Perhaps Today Devotional |
Today's Devotional
WAITING FOR JESUS
So you received the message with joy from the Holy Spirit in spite of the severe suffering it brought you. In this way, you imitated both us and the Lord. As a result, you yourselves became an example to all the Christians in Greece. And now the word of the Lord is ringing out from you to people everywhere, even beyond Greece, for wherever we go we find people telling us about your faith in God. We don’t need to tell them about it, for they themselves keep talking about the wonderful welcome you gave us and how you turned away from idols to serve the true and living God. And they speak of how you are looking forward to the coming of God’s Son from heaven— Jesus, whom God raised from the dead. He is the one who has rescued us from the terrors of the coming judgment. 1 Thessalonians 1:6-io
THE INFANT church of Thessalonica was filled with former pagan idolaters who worshiped with the immoral rituals common to the Greco-Roman culture. After their conversion, these onetime pagans had begun to “serve the true and living God,” and were “looking forward to the coming of God’s Son from heaven.”
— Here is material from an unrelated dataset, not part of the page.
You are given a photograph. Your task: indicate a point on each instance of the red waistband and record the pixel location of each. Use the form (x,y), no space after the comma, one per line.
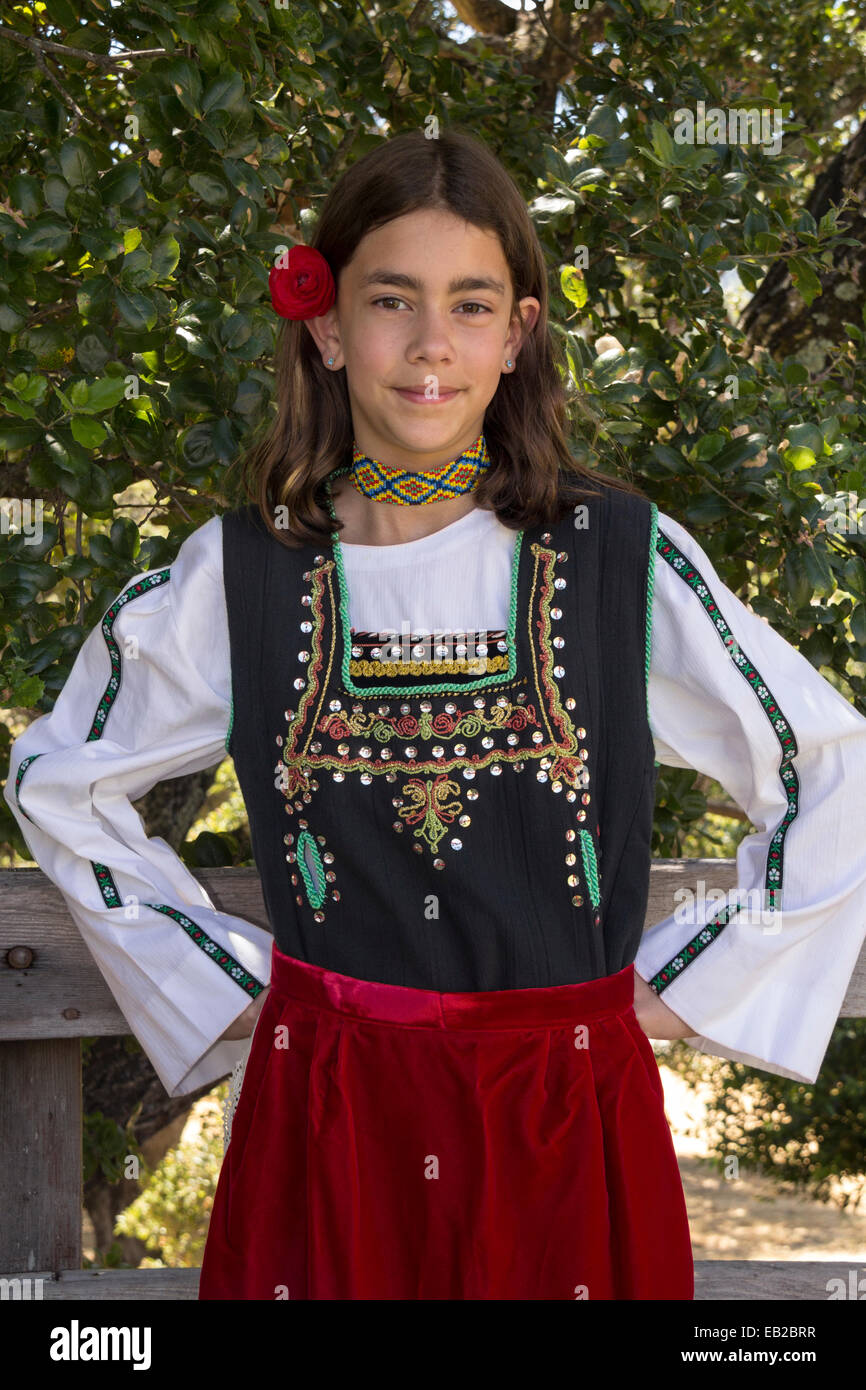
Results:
(431,1008)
This is one of the many New Testament evidences that when any sinner comes to Christ, he or she begins a different way of life. So often contemporary Christians get it backwards. They try to change their way of life first to demonstrate their ability to become a Christian. Such attempts are futile. Without Christ, human beings can never stop sinning they lack the moral force to accomplish it. Then they become frustrated and disillusioned and sometimes completely reject Christianity and return to their former way of life.
The Bible is clear on this: First we must accept Christ by faith, and then, as He gives us the spiritual resources to change our way of life, we are enabled to do it. One of the best motivations to implement moral change is a strong belief in Jesus’ second coming. The apostle Paul was led by the Holy Spirit to teach these former pagans to anticipate Jesus’ coming. He taught them that Christ came into this world to seek and save the lost. He reminded them often that Christ had died sacrificially for their sins and was resurrected on the third day just as the Old Testament prophets had predicted. He taught them that they were to live waiting for Jesus to come again. This anticipation, said the apostle, would help them to turn from idols to serve the living God.
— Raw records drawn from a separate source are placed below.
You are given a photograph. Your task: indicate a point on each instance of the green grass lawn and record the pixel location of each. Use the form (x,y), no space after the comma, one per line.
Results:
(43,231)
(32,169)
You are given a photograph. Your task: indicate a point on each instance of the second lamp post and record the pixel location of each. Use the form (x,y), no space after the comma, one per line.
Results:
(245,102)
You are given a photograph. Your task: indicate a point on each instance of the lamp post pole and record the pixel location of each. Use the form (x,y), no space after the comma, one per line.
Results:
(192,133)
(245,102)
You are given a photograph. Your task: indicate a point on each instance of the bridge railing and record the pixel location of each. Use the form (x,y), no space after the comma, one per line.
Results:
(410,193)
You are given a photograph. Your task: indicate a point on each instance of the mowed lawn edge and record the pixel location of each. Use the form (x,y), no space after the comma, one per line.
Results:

What was the manner of their waiting? This was no easy-chair passivity. Waiting is a discipline that demands a life of prayer and intentional study. Paul has already commended them for becoming “followers of us and of the Lord” (verse 6, NKJV). Further, he goes on to say, “You yourselves became an example to all the Christians in Greece. And now the word of the Lord is ringing out from you to people everywhere, even beyond Greece, for wherever we go we find people telling us about your faith in God. We don’t need to tell them about it” Evidently these new converts were energized with a second-coming zeal. This motivated them to preach the gospel to everyone in their area.
I once saw this graphically illustrated in the lives of a young dentist and his wife. They accepted Christ in our church many years ago. I don’t recall any couple ever leading more unsaved people to Christ than these two. When I questioned this vibrant young man as to how he won so many, he replied, “Everyone I know is a pagan in need of Christ.”
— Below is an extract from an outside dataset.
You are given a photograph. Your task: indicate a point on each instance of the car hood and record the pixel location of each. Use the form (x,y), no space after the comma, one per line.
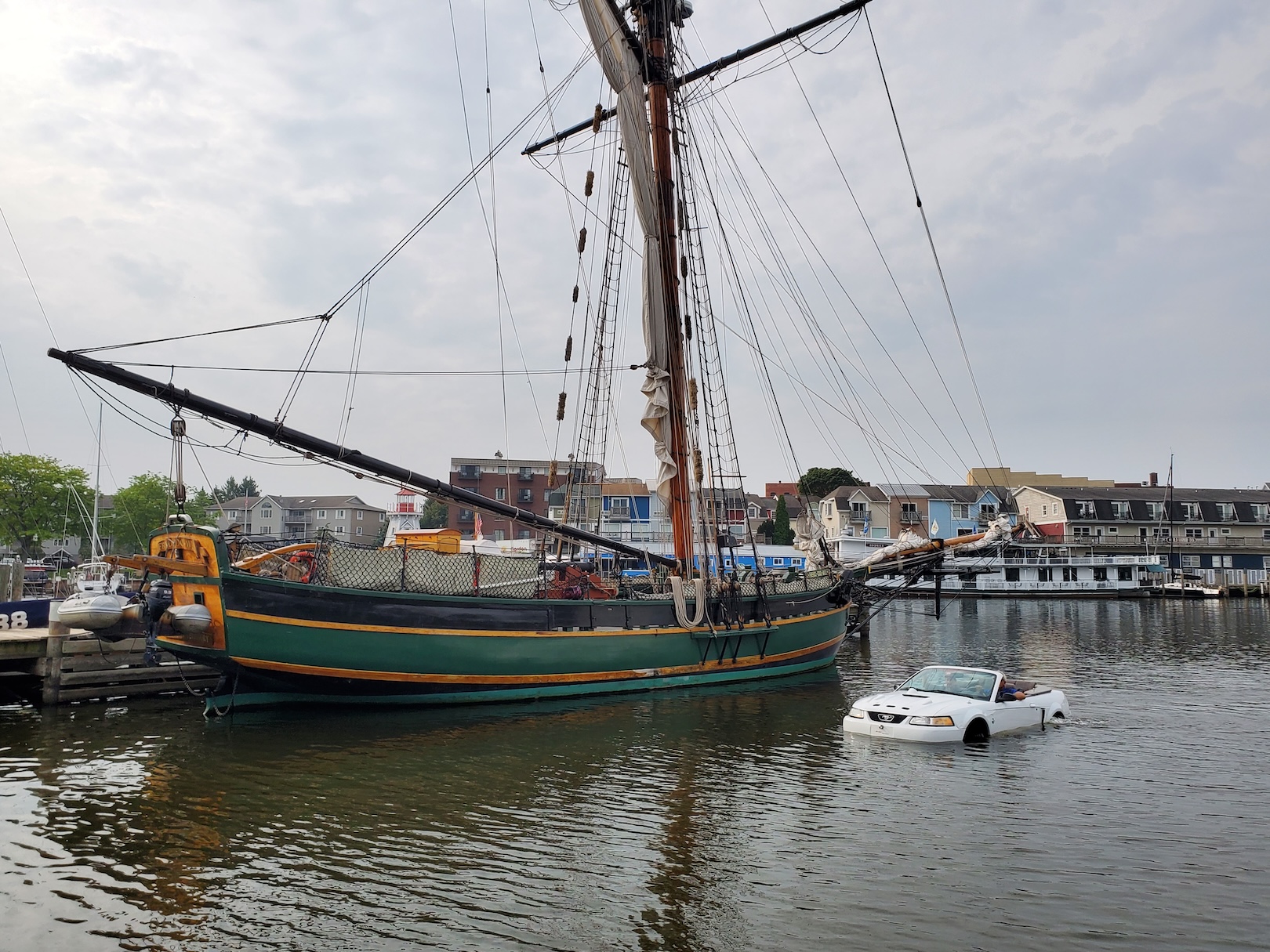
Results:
(915,702)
Later this evangelistic couple joined the Campus Crusade for Christ staff and served in the Churches Alive program. They spent the next thirty years teaching thousands of people how to share their faith in Christ Recently they began to read our Left Behind series and wrote to tell us how much they enjoyed the books. In the same letter, they reminded me that shortly after their conversion I had been teaching the book of Revelation on Sunday nights. The man freely admitted, “In those days, I must confess, I didn’t always understand what you were teaching even when my wife tried to explain it to me as we drove home from church. But one thing I did learn was that Jesus was coming and I had better get my house in order!”
Like the Thessalonians, this young couple had to totally change their lifestyle to “serve the true and living God.” Do they have any regrets? Certainly not. In the dentist’s letter he said, “It’s been a great life.” All through the years of my ministry I have never heard anyone complain that they had made a wrong decision in surrendering their lives to Christ. The reason is simple: The committed Christian life is the only meaningful way to live. And at the center of that meaning is the glorious hope of His coming.
Dear heavenly Father, I want to thank You for saving me and giving me direction in life. Without You I tend to scramble those decisions so important to my daily life. Thank You for all the promises of Jesus’ second coming. May they always motivate me to turn from the idols of my past and serve You, the living Lord of glory. In Jesus’ name, Amen.